The situation of lockdown and quarantines due to the COVID-19 pandemic has worsened the conditions for patients with ED by adding more concerns with weight, body image and eating and increasing purging behaviours, as other authors have reported. The virtual adaptation of a comprehensive management protocol was a viable and well-accepted strategy at the beginning, but despite parental commitment and efforts to adopt management indications at home, it cannot replace in-person treatment. Although telemedicine is an option in times of pandemic, patients with ED require direct exposure to all types of foods, at least in the early stages of treatment, to achieve renutrition and control compensatory behaviours and dysfunctional rituals. With online treatment, we also lose the direct interaction with other patients which nourishes the group process, and the monitoring of vital signs and physical examination, all essential in patients with ED in the acute phase.

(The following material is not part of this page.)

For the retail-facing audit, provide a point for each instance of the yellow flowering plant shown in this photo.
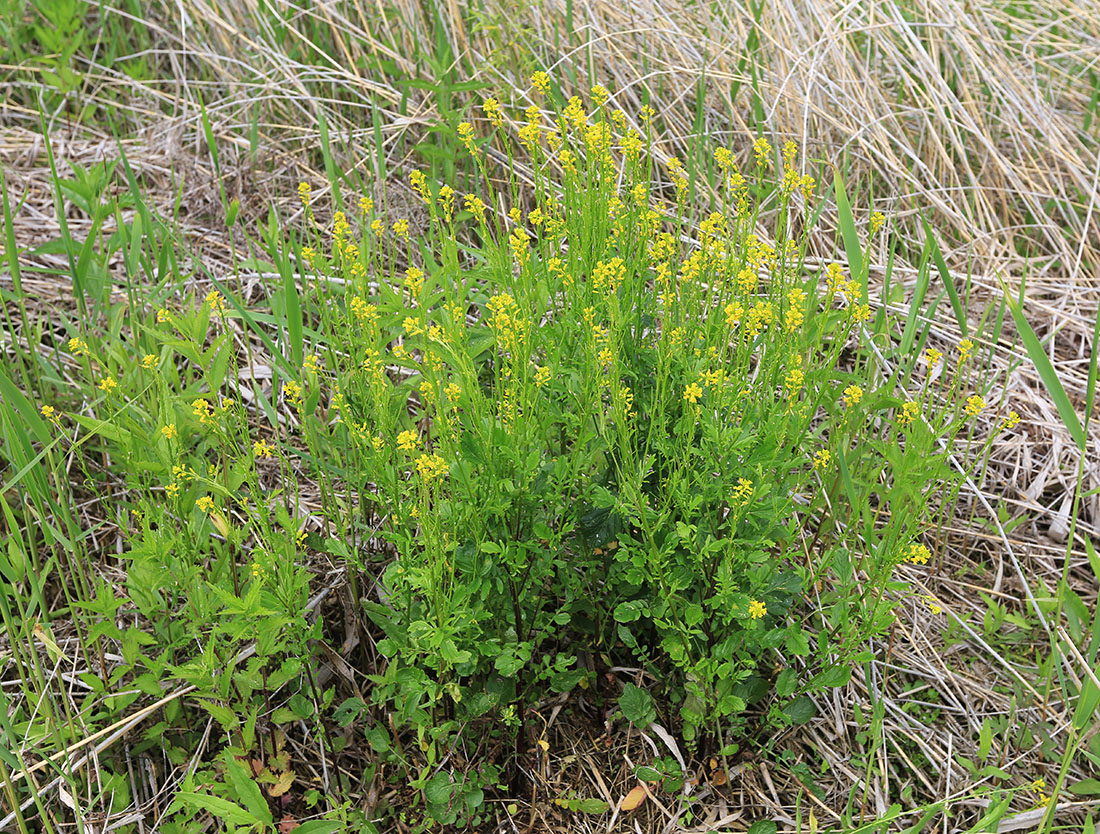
(595, 424)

The inclusion of the camera in the sessions for patients with ED adds another disturbing aspect which can become "another mirror", increasing checking and avoidance behaviours and concerns with body image. However, for our programme, the online treatment experience had some positive outcomes, such as consolidating the patient follow-up processes and maintaining the training programme for parents and caregivers online, with greater adherence from them.

Conflicts of interest

The authors declare that they have no conflicts of interest.